Change 'In the example above' to 'In the hashing example above' to disambiguate which example is being referred to per issue #87

2024-11-14 03:48:58 +00:00 · 2014-08-17 15:40:14 -07:00 · 2014-08-17 15:40:14 -07:00 · 3de2551c7f
commit 3de2551c7f
parent c11901122c
1 changed files with 1 additions and 1 deletions
--- a/ch08.asciidoc
+++ b/ch08.asciidoc
@ -432,7 +432,7 @@ To make a challenge out of this algorithm, let's set an arbitrary target: find a
 
 To give a simple analogy, imagine a game where players throw a pair of dice repeatedly, trying to throw less than a specified target. In the first round, the target is 12. Unless you throw double-six, you win. In the next round the target is 11. Players must throw 10 or less to win, again an easy task. Let's say a few rounds later the target is down to 5. Now, more than half the dice throws will add up to more than 5 and therefore be invalid. It takes exponentially more dice throws to win, the lower the target gets. Eventually, when the target is 2 (the minimum possible), only one throw out of every 36, or 2% of them will produce a winning result. 

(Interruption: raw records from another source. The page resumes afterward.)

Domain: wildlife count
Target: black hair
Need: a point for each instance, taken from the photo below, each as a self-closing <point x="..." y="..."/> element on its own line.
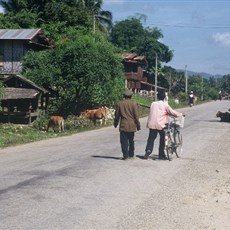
<point x="161" y="95"/>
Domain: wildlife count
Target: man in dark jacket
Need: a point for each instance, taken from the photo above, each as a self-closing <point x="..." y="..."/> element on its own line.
<point x="126" y="113"/>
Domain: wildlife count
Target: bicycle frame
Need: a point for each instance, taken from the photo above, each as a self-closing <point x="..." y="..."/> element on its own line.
<point x="173" y="139"/>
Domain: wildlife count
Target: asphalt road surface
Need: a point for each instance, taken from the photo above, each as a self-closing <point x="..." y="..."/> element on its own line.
<point x="79" y="181"/>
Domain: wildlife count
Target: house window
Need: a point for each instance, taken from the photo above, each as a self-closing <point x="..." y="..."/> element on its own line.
<point x="1" y="60"/>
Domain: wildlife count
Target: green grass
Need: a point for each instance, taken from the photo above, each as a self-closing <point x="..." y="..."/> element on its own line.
<point x="14" y="134"/>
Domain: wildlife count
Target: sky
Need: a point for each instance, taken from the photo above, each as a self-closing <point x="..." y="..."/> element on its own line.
<point x="198" y="32"/>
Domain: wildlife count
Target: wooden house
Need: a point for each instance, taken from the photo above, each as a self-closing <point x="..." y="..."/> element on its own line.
<point x="22" y="98"/>
<point x="136" y="76"/>
<point x="15" y="43"/>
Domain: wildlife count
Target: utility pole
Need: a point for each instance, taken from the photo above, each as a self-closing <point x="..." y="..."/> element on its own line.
<point x="156" y="77"/>
<point x="94" y="23"/>
<point x="186" y="80"/>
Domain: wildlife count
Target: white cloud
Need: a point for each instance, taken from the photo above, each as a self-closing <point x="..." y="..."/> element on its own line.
<point x="222" y="39"/>
<point x="112" y="2"/>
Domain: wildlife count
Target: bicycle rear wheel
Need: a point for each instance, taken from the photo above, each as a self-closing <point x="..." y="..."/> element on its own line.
<point x="169" y="148"/>
<point x="178" y="142"/>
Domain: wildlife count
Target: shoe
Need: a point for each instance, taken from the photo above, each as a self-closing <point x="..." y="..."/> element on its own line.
<point x="146" y="156"/>
<point x="163" y="158"/>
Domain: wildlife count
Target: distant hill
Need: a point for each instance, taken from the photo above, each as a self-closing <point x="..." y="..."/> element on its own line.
<point x="204" y="75"/>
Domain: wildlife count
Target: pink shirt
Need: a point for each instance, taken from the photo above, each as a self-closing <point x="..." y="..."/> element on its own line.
<point x="159" y="115"/>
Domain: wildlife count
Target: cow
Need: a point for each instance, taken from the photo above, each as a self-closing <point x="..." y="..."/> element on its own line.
<point x="224" y="117"/>
<point x="56" y="122"/>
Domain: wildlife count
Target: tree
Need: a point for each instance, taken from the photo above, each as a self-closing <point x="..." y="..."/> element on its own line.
<point x="33" y="13"/>
<point x="86" y="73"/>
<point x="131" y="36"/>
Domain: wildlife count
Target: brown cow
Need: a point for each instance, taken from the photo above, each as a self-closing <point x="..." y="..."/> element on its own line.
<point x="96" y="115"/>
<point x="55" y="122"/>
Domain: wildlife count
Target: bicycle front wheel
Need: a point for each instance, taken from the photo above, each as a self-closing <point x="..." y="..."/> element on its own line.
<point x="178" y="142"/>
<point x="169" y="148"/>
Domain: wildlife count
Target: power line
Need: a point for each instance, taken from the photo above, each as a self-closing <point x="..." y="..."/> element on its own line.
<point x="194" y="27"/>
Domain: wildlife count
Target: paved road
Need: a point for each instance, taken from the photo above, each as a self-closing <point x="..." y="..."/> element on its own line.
<point x="79" y="182"/>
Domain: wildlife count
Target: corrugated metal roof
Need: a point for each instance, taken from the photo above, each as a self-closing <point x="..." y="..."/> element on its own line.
<point x="19" y="34"/>
<point x="19" y="93"/>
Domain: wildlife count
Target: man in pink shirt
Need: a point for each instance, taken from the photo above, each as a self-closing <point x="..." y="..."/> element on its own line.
<point x="158" y="117"/>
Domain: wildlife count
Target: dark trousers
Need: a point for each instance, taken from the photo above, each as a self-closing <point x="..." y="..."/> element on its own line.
<point x="127" y="143"/>
<point x="150" y="143"/>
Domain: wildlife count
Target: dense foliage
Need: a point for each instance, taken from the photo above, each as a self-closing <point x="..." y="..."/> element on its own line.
<point x="131" y="35"/>
<point x="85" y="73"/>
<point x="84" y="69"/>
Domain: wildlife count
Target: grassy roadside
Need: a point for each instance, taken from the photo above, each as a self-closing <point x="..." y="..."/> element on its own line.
<point x="15" y="134"/>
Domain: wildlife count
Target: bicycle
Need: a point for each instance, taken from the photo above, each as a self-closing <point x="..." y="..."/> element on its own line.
<point x="173" y="137"/>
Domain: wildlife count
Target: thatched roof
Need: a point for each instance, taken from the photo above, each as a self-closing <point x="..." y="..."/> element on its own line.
<point x="19" y="93"/>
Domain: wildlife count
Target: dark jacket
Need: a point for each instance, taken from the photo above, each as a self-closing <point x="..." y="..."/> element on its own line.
<point x="126" y="112"/>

-In the example above, the winning "nonce" is 13 and this result can be confirmed by anyone independently. Anyone can add the number 13 as a suffix to the phrase "I am Satoshi Nakamoto" and compute the hash, verifying that it is less than the target. The successful result is also proof-of-work, as it proves we did the work to find that nonce. While it only takes one hash computation to verify, it took us 13 hash computations to find a nonce that worked. If we had a lower target (higher difficulty) it would take many more hash computations to find a suitable nonce, but only one hash computation for anyone to verify. Furthermore, by knowing the target, anyone can estimate the difficulty using statistics and therefore know how much work was needed to find such a nonce.
+In the hashing example above, the winning "nonce" is 13 and this result can be confirmed by anyone independently. Anyone can add the number 13 as a suffix to the phrase "I am Satoshi Nakamoto" and compute the hash, verifying that it is less than the target. The successful result is also proof-of-work, as it proves we did the work to find that nonce. While it only takes one hash computation to verify, it took us 13 hash computations to find a nonce that worked. If we had a lower target (higher difficulty) it would take many more hash computations to find a suitable nonce, but only one hash computation for anyone to verify. Furthermore, by knowing the target, anyone can estimate the difficulty using statistics and therefore know how much work was needed to find such a nonce.

 Bitcoin's Proof-of-Work is very similar to the problem above. The miner constructs a candidate block filled with transactions. Next, the miner calculates the hash of this block's header and see if it is smaller than the current _target_. If the hash is not less than the target, the miner will modify the nonce (usually just incrementing it by one) and try again. At the current difficulty in the bitcoin network, miners have to try quadrillions of times before finding a nonce that results in a low enough block header hash.